Out of the four shrink-wrapped boxes sent over from Dave and Adam’s Card World (part of the D & A agreement with The Blog), I’ve opened three. Do I have a set? No. Should I? You’re goddamned right I should. 72 packs in and I’m missing at least 50 cards, plus God knows how many untold variations. And that’s just the base set. What’s the deal with that? For set builders, getting an insert in a pack means getting one less card towards completing the set. Add in a healthy amount of doubles and triples—anybody need a Russell Martin?—and very soon you’re in my position. In any case, even if this isn’t the last set we see out of Topps Heritage, it’s definitely the last new set I’ll collect.

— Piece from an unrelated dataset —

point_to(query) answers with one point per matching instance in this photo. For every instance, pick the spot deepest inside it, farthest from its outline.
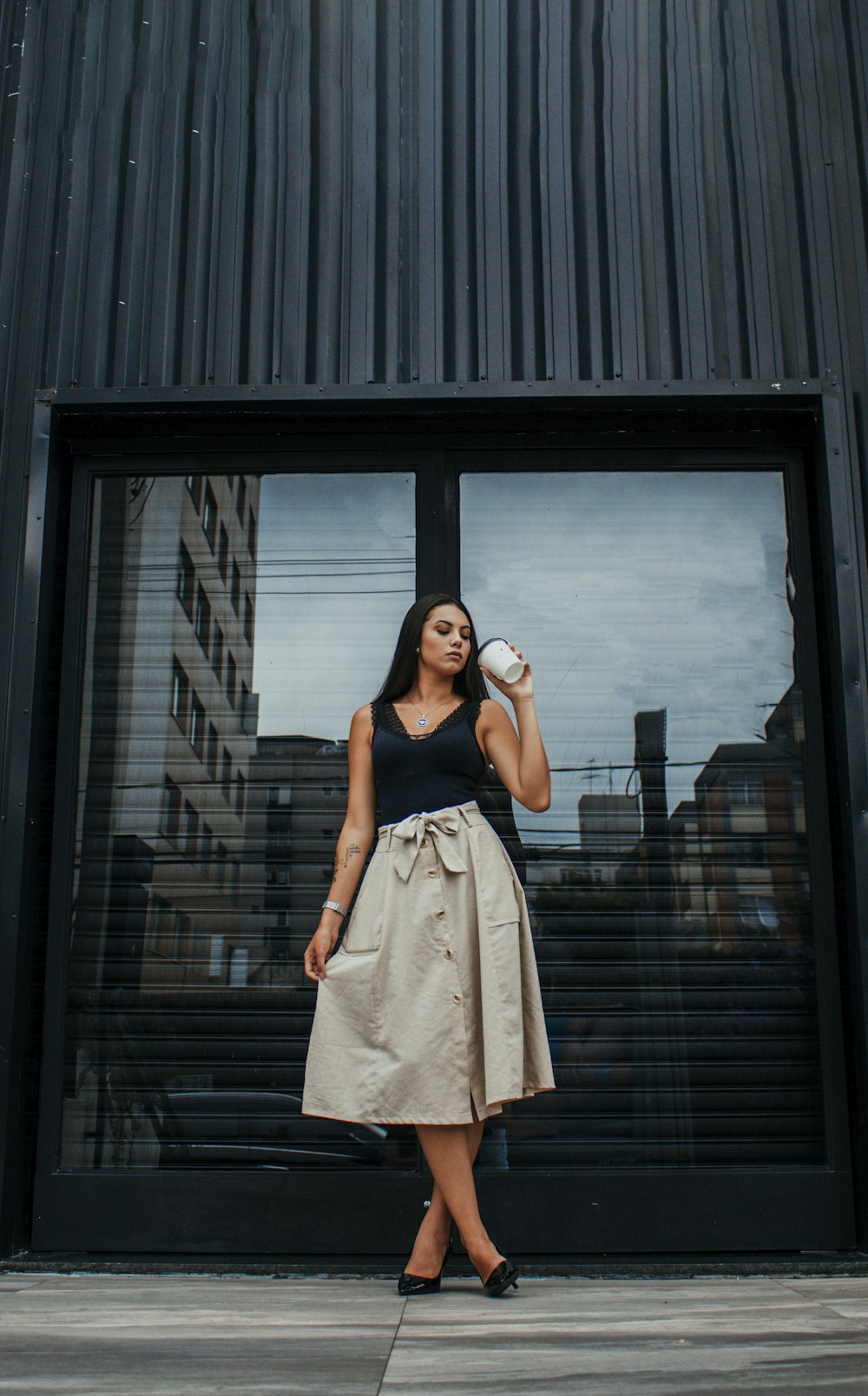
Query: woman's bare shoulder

It’s good to end on a high note, you know? For all the crap I just spewed about the inserts, the base Heritage ’59 set holds high notes in spades: The classic design; the checklist homage; the team card checklists; the titles of the combo cards; the color spectrum on the fronts; the return of the facsimile autograph; the stealth airbrushing; the rookie parade; the modern green on red (and even black on red) of the backs; the cartoons; the curves and e.e. cummings sans serif Helveltica typography in the spotlight on the front; the squares and straight lines dominating the backs. Even the photographs (usually a Heritage low point) are consistently sharp. The only noticeable drawback for me is the Heritage logo on the front. It seems larger within this design than it has in years past. It’s too bad they couldn’t have relegated it to the back or done it as a watermark.

I also like that the Topps photo editors didn’t shy away from going with photos that show just how pissed off, high or completely out of it a given player is, which rings true to the original photo choices made in 1959. A large number of players squinted their eyes and contemplated the universe in the original, while today's players all seem to be thinking You want me to stand look/stand where? It's great.

Tonight I re-read my review of 2006 Heritage, and while I had high hopes going in for that set and came away disappointed, it thrills me all the more that this year’s set is a winner. It’s a perfect way to retire a brand.


The Football Card Blog - Tony said...

I can see the Topps Board Room right now...

"Hmmm...continue with a brand that's done well until we drive it into the ground, or go back and come up with a new set from scratch?"

I'm guessing that 2008 won't mark the retirement of Heritage.

suterb said...

The 2004 set was based on the 1954 Red Heart set.